After voting in favor of Benjamin Gitlow in the 1925 case of Gitlow v. People of New York, Holmes said in a letter to a friend that he had just voted for “the right of an ass to drool about proletarian dictatorship.” Similarly, in the case of Abrams v. United States, Holmes’ dissenting opinion in favor of the appellants characterized the views of those appellants as “a creed which I believe to be the creed of ignorance and immaturity.”
By the same token, Justice Holmes did not let his sympathies with some people determine his votes on the High Court. As a young man, Holmes had dropped out of Harvard to go fight in the Civil War because he opposed slavery. In later years, he expressed his dislike of the minstrel shows that were popular at the time “because they seem to belittle the race.”

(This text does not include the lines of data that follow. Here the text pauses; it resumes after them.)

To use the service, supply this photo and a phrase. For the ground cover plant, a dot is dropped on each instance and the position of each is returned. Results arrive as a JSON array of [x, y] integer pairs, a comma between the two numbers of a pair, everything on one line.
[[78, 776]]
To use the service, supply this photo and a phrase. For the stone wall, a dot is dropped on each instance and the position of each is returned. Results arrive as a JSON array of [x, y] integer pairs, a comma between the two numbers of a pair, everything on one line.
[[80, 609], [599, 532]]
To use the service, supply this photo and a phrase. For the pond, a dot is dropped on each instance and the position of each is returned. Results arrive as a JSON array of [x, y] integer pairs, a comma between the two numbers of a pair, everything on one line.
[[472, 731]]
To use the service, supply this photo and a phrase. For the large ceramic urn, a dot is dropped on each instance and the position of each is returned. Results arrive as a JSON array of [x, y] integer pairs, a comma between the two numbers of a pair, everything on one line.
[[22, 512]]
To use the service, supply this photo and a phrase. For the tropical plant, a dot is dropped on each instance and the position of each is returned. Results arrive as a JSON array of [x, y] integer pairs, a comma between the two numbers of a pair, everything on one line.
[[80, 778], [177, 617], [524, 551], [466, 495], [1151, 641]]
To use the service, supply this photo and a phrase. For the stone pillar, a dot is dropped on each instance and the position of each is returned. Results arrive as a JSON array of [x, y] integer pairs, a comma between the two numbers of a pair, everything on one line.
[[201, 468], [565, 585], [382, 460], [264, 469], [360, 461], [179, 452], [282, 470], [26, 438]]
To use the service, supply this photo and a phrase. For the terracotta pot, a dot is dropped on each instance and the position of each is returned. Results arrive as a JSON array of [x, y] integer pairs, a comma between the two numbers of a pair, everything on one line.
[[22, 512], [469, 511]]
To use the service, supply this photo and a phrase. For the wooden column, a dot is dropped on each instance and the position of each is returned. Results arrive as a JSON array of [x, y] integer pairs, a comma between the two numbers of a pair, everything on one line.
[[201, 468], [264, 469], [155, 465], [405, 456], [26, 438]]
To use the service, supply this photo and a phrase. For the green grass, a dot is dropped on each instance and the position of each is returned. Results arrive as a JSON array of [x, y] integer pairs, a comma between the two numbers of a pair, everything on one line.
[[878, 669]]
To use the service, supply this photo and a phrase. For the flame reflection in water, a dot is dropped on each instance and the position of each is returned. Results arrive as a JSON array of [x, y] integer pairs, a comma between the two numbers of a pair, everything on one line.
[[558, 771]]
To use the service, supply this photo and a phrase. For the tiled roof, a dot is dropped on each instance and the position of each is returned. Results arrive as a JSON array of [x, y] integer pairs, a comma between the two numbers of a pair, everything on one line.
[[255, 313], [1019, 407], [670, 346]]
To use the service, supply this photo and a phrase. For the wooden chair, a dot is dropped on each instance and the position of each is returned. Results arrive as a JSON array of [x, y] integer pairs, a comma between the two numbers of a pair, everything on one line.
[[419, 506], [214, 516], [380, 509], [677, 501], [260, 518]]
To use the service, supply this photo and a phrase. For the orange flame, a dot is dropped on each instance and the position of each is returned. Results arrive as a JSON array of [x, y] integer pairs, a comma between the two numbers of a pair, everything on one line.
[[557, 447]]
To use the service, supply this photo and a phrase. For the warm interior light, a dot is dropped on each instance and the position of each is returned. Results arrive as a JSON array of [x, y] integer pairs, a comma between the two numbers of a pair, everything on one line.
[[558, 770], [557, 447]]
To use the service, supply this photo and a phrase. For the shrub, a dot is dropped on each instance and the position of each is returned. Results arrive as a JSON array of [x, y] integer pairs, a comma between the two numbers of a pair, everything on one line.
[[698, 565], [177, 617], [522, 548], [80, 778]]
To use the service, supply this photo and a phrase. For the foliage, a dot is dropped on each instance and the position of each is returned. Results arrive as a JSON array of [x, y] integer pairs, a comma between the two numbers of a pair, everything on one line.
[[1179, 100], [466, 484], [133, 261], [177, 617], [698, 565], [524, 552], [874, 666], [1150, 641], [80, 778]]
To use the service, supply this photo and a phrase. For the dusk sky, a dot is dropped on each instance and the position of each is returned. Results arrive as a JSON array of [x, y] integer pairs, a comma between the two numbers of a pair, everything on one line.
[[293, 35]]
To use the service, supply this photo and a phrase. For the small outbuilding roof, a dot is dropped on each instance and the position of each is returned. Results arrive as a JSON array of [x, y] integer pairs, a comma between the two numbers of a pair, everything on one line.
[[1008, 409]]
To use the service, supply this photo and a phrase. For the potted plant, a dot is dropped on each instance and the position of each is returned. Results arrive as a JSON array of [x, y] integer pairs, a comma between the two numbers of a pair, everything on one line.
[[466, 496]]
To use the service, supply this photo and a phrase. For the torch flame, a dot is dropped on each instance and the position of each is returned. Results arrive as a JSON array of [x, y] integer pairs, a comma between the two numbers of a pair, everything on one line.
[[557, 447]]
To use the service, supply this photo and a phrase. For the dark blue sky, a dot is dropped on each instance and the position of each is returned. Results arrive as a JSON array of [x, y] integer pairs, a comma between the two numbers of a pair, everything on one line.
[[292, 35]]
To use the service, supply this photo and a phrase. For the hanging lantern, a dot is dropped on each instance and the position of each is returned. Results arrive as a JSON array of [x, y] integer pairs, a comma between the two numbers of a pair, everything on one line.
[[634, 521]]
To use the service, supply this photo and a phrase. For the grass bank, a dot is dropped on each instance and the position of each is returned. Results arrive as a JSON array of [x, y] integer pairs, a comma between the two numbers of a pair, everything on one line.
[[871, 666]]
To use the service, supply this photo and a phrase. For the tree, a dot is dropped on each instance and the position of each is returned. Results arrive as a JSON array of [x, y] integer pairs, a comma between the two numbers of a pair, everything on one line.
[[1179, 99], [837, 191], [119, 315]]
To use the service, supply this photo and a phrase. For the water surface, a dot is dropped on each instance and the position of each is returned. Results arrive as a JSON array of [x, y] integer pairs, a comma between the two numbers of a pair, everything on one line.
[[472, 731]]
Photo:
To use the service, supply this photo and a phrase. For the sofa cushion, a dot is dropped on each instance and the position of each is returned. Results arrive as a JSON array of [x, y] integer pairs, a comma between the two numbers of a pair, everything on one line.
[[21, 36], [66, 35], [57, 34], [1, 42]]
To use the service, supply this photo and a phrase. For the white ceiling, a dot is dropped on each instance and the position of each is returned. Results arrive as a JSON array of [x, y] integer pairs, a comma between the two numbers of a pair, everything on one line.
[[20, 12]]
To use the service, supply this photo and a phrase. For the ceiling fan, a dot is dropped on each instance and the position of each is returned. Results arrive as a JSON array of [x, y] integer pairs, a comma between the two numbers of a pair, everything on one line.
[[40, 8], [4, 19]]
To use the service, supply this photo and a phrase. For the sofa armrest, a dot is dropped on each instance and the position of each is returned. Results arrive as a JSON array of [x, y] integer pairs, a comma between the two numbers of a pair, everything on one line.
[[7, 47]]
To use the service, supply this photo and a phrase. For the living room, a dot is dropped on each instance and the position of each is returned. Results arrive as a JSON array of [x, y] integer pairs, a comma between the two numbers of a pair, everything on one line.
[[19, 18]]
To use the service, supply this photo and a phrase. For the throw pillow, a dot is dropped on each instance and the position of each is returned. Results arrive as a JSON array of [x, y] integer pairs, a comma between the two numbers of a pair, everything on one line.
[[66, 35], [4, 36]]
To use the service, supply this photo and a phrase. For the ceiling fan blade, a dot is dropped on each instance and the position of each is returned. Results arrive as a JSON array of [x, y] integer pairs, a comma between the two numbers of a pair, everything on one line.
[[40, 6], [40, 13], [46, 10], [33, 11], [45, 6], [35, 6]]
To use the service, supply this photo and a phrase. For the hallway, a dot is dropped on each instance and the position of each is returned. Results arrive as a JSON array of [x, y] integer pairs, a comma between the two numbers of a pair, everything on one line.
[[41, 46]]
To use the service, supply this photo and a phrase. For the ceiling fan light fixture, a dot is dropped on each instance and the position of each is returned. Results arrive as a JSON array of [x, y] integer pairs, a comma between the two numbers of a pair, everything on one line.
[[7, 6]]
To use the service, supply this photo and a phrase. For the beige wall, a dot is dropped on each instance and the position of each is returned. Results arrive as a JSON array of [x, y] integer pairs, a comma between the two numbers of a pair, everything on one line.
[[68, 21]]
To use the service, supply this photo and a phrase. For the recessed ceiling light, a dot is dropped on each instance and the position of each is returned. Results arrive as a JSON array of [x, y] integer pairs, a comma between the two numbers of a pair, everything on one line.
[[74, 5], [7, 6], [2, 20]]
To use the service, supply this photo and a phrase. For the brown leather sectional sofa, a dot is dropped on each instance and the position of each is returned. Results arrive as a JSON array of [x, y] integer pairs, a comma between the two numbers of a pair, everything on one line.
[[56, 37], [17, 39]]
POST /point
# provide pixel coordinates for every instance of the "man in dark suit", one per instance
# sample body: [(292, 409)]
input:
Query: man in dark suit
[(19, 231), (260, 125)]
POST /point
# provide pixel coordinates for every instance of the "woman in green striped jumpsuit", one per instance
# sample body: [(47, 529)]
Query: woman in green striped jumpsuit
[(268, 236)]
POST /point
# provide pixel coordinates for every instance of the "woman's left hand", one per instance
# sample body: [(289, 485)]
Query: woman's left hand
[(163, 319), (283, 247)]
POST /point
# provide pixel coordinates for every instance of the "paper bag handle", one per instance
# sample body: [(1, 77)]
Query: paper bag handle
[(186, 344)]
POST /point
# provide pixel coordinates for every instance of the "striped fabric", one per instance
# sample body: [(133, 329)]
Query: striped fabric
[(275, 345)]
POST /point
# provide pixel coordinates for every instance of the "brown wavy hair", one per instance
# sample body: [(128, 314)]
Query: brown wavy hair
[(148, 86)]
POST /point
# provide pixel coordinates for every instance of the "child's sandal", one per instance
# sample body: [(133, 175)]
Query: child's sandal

When there were outcries against the prosecution of Sacco and Vanzetti in the 1920s, Holmes said in a letter, “I cannot but ask myself why this so much greater interest in red than black. A thousand-fold worse cases of negroes come up from time to time, but the world does not worry over them.”
Yet when two black attorneys appeared before the Supreme Court, Holmes wrote in another letter to a friend that he had to “write a decision against a very thorough and really well expressed argument by two colored men”—an argument “that even in intonation was better than, I should say, the majority of white discourses that we hear.”
Holmes understood that a Supreme Court justice was not there to favor some people or even to prescribe what was best for society. He had a very clear sense of what the role of a judge was—and wasn’t.
Justice Holmes saw his job to be “to see that the game is played according to the rules whether I like them or not.”
That was because the law existed for the citizens, not for lawyers or judges, and the citizens had to know what the rules were, in order to obey them.
He said: “Men should know the rules by which the game is played. Doubt as to the value of some of those rules is no sufficient reason why they should not be followed by the courts.”
Legislators existed to change the law.
After a lunch with Judge Learned Hand, as Holmes was departing in a carriage to return to work, Judge Hand said to him: “Do justice, sir. Do justice.”
Holmes had the carriage stopped. “That is not my job,” he said. “My job is to apply the law.”
Holmes wrote that he did not “think it desirable that the judges should undertake to renovate the law.” If the law needed changing, that was what the democratic process was for. Indeed, that was what the separation of powers in legislative, executive and judicial branches by the Constitution of the United States was for.
“The criterion of constitutionality,” he said, “is not whether we believe the law to be for the public good.” That was for other people to decide. For judges, he said: “When we know what the source of the law has said it shall be, our authority is at an end.”
One of Holmes’ judicial opinions ended: “I am not at liberty to consider the justice of the Act.”
Some have tried to depict Justice Holmes as someone who saw no need for morality in the law. On the contrary, he said: “The law is the witness and external deposit of our moral life.” But a society’s need to put moral content into its laws did not mean that it was the judge’s job to second-guess the moral choices made by others who were authorized to make such choices.
Justice Holmes understood the difference between the rule of law and the rule of lawyers and judges.